Append country tables and rank salaries in USD
Company: Amazon
Role: Data Scientist
Category: Data Manipulation (SQL/Python)
Difficulty: Medium
Interview Round: Technical Screen
You have separate country-level employee tables that must be appended and ranked by salary converted to USD using an exchange rate table.

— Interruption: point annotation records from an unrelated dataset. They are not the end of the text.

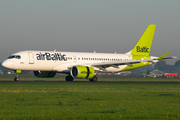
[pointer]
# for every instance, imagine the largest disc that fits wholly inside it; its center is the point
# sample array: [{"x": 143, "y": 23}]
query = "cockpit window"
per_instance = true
[{"x": 14, "y": 56}]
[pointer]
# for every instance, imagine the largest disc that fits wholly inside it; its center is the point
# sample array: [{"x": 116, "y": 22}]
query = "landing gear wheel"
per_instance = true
[
  {"x": 94, "y": 79},
  {"x": 16, "y": 79},
  {"x": 69, "y": 78}
]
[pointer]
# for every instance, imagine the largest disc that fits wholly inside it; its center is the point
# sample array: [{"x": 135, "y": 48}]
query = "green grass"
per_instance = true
[
  {"x": 89, "y": 101},
  {"x": 99, "y": 79}
]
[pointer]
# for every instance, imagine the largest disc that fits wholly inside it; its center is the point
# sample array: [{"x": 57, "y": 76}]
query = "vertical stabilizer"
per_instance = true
[{"x": 143, "y": 46}]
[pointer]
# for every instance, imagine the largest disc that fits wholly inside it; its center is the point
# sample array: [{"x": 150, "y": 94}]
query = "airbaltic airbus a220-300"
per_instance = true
[{"x": 82, "y": 64}]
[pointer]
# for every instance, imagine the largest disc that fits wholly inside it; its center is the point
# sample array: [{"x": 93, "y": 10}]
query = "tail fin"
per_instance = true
[{"x": 143, "y": 46}]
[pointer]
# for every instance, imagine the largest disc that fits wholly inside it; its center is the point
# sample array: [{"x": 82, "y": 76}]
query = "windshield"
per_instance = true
[{"x": 14, "y": 56}]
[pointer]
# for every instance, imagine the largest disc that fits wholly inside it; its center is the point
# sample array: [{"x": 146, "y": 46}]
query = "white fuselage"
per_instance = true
[{"x": 61, "y": 61}]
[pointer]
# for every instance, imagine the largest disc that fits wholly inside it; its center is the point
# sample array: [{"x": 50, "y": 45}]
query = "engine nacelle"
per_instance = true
[
  {"x": 82, "y": 72},
  {"x": 46, "y": 74}
]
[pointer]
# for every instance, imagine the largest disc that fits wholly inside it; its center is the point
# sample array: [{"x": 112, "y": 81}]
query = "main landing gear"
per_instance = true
[
  {"x": 16, "y": 78},
  {"x": 70, "y": 78},
  {"x": 94, "y": 79},
  {"x": 17, "y": 75}
]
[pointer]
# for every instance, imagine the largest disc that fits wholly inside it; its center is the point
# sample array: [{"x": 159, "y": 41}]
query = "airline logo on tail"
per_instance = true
[{"x": 144, "y": 49}]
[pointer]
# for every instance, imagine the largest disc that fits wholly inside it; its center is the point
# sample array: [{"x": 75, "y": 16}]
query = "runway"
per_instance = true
[{"x": 87, "y": 82}]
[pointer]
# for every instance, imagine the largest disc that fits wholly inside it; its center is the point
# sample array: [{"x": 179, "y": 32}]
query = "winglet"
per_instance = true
[{"x": 162, "y": 56}]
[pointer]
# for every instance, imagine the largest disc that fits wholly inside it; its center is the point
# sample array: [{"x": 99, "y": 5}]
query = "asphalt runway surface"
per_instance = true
[{"x": 87, "y": 82}]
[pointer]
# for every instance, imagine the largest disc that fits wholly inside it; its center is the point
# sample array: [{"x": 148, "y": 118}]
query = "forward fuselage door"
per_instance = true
[
  {"x": 74, "y": 58},
  {"x": 31, "y": 58}
]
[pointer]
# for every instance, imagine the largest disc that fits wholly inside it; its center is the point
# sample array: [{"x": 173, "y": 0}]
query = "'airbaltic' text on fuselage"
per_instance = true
[
  {"x": 49, "y": 56},
  {"x": 142, "y": 49}
]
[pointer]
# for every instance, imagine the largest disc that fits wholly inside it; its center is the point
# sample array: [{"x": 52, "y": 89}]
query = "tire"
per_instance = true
[
  {"x": 94, "y": 79},
  {"x": 16, "y": 79},
  {"x": 69, "y": 78}
]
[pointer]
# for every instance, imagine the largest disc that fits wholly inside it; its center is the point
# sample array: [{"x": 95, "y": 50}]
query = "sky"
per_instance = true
[{"x": 88, "y": 25}]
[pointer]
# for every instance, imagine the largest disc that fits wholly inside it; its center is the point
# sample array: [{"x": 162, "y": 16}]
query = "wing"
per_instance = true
[{"x": 117, "y": 63}]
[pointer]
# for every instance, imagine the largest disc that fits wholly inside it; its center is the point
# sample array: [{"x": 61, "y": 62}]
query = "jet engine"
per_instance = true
[
  {"x": 82, "y": 72},
  {"x": 45, "y": 74}
]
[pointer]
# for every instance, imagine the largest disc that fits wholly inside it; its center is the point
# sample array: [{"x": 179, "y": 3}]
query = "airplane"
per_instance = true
[{"x": 83, "y": 64}]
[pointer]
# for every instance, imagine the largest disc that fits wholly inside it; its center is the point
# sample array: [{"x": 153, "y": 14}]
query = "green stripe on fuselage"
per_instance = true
[{"x": 137, "y": 65}]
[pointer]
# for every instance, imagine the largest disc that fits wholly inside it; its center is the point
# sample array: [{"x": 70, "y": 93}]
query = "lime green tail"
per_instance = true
[{"x": 143, "y": 46}]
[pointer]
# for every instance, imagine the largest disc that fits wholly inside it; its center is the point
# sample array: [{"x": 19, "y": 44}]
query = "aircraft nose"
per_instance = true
[{"x": 7, "y": 64}]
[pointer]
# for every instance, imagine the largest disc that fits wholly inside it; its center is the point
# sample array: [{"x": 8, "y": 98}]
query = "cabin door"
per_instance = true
[{"x": 31, "y": 58}]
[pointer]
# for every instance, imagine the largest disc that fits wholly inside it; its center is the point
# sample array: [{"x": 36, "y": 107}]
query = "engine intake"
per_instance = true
[
  {"x": 46, "y": 74},
  {"x": 82, "y": 72}
]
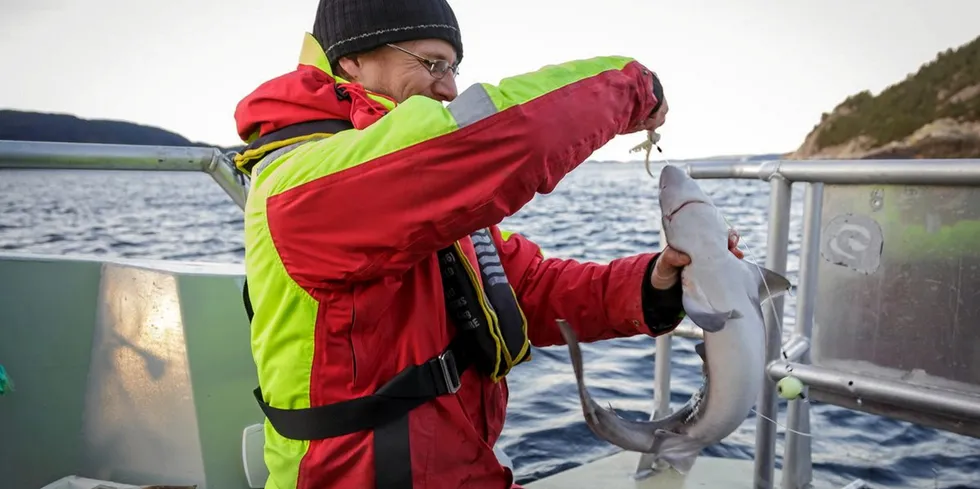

SQL schema and small samples: employees_us(emp_id INT, name TEXT, salary DECIMAL, currency_code CHAR(3), country_code CHAR(2)) rows: 1001, Alice, 120000, USD, US; 1002, Bob, 90000, USD, US. employees_uk(emp_id INT, name TEXT, salary DECIMAL, currency_code CHAR(3), country_code CHAR(2)) rows: 2001, Claire, 80000, GBP, GB; 2002, Dan, 95000, GBP, GB. employees_jp(emp_id INT, name TEXT, salary DECIMAL, currency_code CHAR(3), country_code CHAR(2)) rows: 3001, Emi, 12000000, JPY, JP; 3002, Fumi, 8500000, JPY, JP. exchange_rates(currency_code CHAR(3), rate_to_usd DECIMAL(10,4), rate_date DATE) rows: USD, 1.0000, 2025-08-31; GBP, 1.2700, 2025-08-31; JPY, 0.0068, 2025-08-31. Tasks: 1) Write a single SQL query that appends the country tables (assume same columns) and returns the top 10 employees by salary_usd, with columns (country_code, emp_id, name, salary_original, currency_code, salary_usd), using the most recent exchange rate per currency on or before 2025-08-31. 2) Ensure the plan avoids duplicate counting if an employee appears in multiple country tables (use primary key (country_code, emp_id)). 3) Provide a Python (pandas) alternative that reads all CSVs from a parent directory (pattern employees_*.csv), concatenates, joins to exchange_rates.csv, computes salary_usd, and returns the top 10 by salary_usd.
Quick Answer: This question evaluates skills in data manipulation and integration, specifically appending country-level tables, normalizing salaries via historical exchange rates, deduplicating by a composite primary key, and ranking results, with implementations expected in both SQL and pandas.